Who knows what will happen in North Korea? Powell refuses to call it a crisis and the newly elected South Korean president seems to realize that his country is on the top of the North Koreans’ list of “Things to Blow Up” and is trying to come to a diplomatic compromise. And this isn’t World War II and the North Koreans are not nearly as organized as the Germans or the Japanese, but if we end up going to war with North Korea, I’m sure there will be some type of yellow peril hysteria. Yes, it may not be like the 1940’s with the Japanese, but especially after 9/11, we all know Americans aren’t afraid of a little racial profiling. And they’re going to have to come up with a new name because we already know what “internment camp” means. Between you and me, if I call you suddenly and say “I’m going to the Bahamas,” you know something’s up.

Those crazy Republicans

Ah, the Republicans have done it again. It’s so sad, but Trent Lott’s throwaway comment during his speech at Strom Thurman’s birthday celebration may just get him ousted from not only his seat as Senate Majority Leader, but his seat in the Senate in general.

Here’s the main problem: they televised this crap. If the old white guys running the Senate were going to get together and reminisce about those good ol’ segregationist days, they really should have done it behind closed doors.
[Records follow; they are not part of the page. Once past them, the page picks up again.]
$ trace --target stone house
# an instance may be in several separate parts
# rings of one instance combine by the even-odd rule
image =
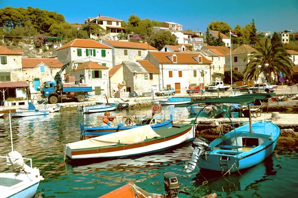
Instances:
[[[243,73],[246,65],[249,63],[249,59],[257,50],[248,45],[242,45],[232,51],[231,66],[230,53],[225,55],[225,62],[226,71],[235,69]]]
[[[44,82],[54,81],[56,74],[63,66],[57,59],[22,58],[23,78],[33,82],[33,87],[35,91],[39,91],[38,89]],[[62,76],[65,74],[65,71],[61,73]]]
[[[107,40],[103,40],[102,43],[112,48],[113,66],[121,64],[123,61],[135,62],[144,60],[149,51],[158,51],[146,43]]]
[[[149,61],[124,61],[122,65],[127,91],[142,95],[143,92],[157,90],[159,70]]]
[[[211,81],[212,63],[201,53],[149,52],[146,59],[159,70],[159,89],[172,87],[180,93]]]
[[[221,46],[203,46],[200,50],[203,54],[212,62],[211,69],[213,70],[214,74],[219,77],[219,80],[223,80],[224,73],[225,65],[225,56],[230,52],[230,49],[227,47]],[[216,77],[212,78],[213,80]]]
[[[71,69],[75,70],[85,62],[96,63],[109,68],[112,66],[111,48],[93,40],[73,40],[58,48],[57,53],[62,64],[71,63],[72,66],[66,70],[67,73]]]
[[[95,95],[109,95],[109,67],[93,62],[80,64],[72,71],[72,76],[78,79],[78,83],[84,83],[92,86]]]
I’m sure much worse things are said everyday behind the closed doors of exclusive country clubs and high powered corporations, but not on national cable television for chrissake. What are these guys, amateurs?

And the hole is only getting deeper. Lott is desperately apologizing, going on BET and telling everyone how hey, he’s not racist since he has African American people and other minorities on his staff. Whoah, Trent, let me sign you up for the NAACP Image Award. News flash: if you’re trying to prove that you’re not a racist, don’t start enumerating how many minorities you know, or employ or whatever. If you keep track of shit like that, then you racist, playa.

It’s kind of strange to think that all this is going on over some comments at a birthday party. Of course, we also impeached a president over a stained dress (who keeps that kind of stuff?) and some nasty episodes with a cigar.

Should Lott lose his seat as Senate Majority Leader? Probably, if he lacks the sensitivity and clarity to see how his comments could be construed as offensive and racist. Doesn’t somebody read his freakin’ speeches before he gives them? Plus, he’s just making the GOP look bad (or worse than usual) and if they want to do some damage control, there needs to be some real consequence to his actions.

Should he lose his seat at Senator of Mississippi? That’s for the people of Mississippi to decide. Of course, as Lott said himself, his state voted for Thurmond in 1948 and they’re proud of it.